How to express branch in Rebol PARSE dialect?

Asked 24/5, 2015 at 11:33 Answered 25/5, 2015 at 6:59

I have a mysql schema like below:

data: {
    `id` int(10) unsigned NOT NULL AUTO_INCREMENT,
    `name` varchar(10) DEFAULT '' COMMENT 'the name',
    `content` text COMMENT 'something',
}

now I want to extract some info from it： the filed name, type and comment if any. See below:

["id" "int" "" "name" "varchar" "the name" "content" "text" "something" ]

My code is:

parse data [
    any [ 
        thru {`} copy field to {`} {`}
        thru some space copy field-type to [ {(} | space]
        (comm: "")
        opt [ thru {COMMENT} thru some space thru {'} copy comm to {'}]
        (repend temp field repend temp field-type either comm [ repend temp comm ][ repend temp ""])
    ]
]

but I get something like this:

["id" "int" "the name" "content" "text" "something"]
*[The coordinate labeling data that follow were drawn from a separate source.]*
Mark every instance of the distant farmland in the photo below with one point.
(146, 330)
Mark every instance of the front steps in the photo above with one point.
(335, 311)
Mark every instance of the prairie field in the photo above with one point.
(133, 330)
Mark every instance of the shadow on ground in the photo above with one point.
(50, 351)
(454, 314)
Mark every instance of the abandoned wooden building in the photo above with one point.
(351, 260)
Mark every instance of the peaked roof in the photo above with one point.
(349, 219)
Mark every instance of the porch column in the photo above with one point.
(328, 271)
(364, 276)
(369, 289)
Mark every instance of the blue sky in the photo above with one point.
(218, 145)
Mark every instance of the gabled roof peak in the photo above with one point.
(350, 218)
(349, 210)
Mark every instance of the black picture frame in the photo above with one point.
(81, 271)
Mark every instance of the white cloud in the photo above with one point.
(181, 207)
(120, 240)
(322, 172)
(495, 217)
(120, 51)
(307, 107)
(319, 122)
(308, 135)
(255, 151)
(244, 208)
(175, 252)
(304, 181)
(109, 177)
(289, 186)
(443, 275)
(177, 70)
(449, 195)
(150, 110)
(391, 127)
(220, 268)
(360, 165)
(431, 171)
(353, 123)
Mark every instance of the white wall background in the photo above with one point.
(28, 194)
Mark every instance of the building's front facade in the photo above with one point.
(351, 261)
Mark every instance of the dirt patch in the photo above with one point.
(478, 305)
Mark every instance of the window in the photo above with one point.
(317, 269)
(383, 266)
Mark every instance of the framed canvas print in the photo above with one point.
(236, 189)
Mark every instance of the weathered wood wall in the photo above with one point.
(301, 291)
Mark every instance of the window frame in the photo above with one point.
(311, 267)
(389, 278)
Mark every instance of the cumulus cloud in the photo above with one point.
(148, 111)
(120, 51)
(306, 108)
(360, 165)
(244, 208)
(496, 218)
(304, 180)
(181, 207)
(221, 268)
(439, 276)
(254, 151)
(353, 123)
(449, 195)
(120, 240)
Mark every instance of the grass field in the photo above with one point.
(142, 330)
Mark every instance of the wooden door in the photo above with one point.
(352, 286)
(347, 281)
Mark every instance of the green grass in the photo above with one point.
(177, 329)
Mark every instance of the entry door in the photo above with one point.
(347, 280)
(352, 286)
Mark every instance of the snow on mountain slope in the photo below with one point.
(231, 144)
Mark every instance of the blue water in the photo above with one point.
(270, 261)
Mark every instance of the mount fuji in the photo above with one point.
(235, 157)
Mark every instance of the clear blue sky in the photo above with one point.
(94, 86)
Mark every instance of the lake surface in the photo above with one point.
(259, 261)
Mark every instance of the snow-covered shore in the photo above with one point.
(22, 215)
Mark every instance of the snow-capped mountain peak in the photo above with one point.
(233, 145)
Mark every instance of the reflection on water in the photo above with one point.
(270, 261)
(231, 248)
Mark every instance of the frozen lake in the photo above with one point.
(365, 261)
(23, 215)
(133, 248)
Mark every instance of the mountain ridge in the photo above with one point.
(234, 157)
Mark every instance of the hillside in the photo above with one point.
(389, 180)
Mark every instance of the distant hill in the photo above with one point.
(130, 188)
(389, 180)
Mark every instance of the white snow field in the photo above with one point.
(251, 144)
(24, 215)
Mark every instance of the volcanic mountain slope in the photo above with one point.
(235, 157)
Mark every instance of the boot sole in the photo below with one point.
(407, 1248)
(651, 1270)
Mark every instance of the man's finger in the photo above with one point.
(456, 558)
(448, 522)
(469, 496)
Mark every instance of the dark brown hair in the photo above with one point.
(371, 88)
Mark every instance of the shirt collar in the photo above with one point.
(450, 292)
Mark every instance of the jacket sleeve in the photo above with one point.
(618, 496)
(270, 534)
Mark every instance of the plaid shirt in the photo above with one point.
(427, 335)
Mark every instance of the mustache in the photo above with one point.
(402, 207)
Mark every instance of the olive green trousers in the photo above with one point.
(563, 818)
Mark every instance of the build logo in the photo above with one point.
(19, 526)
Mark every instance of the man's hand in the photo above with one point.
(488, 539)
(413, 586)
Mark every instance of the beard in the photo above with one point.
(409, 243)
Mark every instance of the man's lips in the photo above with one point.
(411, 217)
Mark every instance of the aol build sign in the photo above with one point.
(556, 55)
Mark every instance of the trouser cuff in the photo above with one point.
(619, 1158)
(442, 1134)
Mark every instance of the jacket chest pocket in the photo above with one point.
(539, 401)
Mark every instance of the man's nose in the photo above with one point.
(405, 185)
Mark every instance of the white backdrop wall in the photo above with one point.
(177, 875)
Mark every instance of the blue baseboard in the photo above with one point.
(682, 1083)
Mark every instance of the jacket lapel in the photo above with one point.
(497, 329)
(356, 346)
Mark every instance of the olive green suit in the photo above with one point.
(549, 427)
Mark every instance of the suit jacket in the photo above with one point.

I know the line opt .. is not right.

I want express if found COMMENT key word first, then extract the comment info; if found lf first, then continue the next loop. But I don't know how to express it. Any one can help?

Reagent answered 24/5, 2015 at 11:33 Comment(0)

I much favour (where possible) building up a set of grammar rules with positive terms to match target input—I find it's more literate, precise, flexible and easier to debug. In your snippet above, we can identify five core components:

space: use [space][
    space: charset "^-^/ "
    [some space]
]

word: use [letter][
    letter: charset [#"a" - #"z" #"A" - #"Z" "_"]
    [some letter]
]

id: use [letter][
    letter: complement charset "`"
    [some letter]
]

number: use [digit][
    digit: charset "0123456789"
    [some digit]
]

string: use [char][
    char: complement charset "'"
    [any [some char | "''"]]
]

With terms defined, writing a rule that describes the grammar of the input is relatively trivial:

result: collect [
    parsed?: parse/all data [ ; parse/all for Rebol 2 compatibility
        opt space
        some [
            (field: type: none comment: copy "")
            "`" copy field id "`"
            space 
            copy type word opt ["(" number ")"]
            any [
                space [
                    "COMMENT" space "'" copy comment string "'"
                    | word | "'" string "'" | number
                ]
            ]
            opt space "," (keep reduce [field type comment])
            opt space
        ]
    ]
]

As an added bonus, we can validate the input.

if parsed? [new-line/all/skip result true 3]

One wee application of new-line to smarten things up a little should yield:

== [
    "id" "int" "" 
    "name" "varchar" "the name" 
    "content" "text" "something"
]

Blindage answered 25/5, 2015 at 6:59 Comment(0)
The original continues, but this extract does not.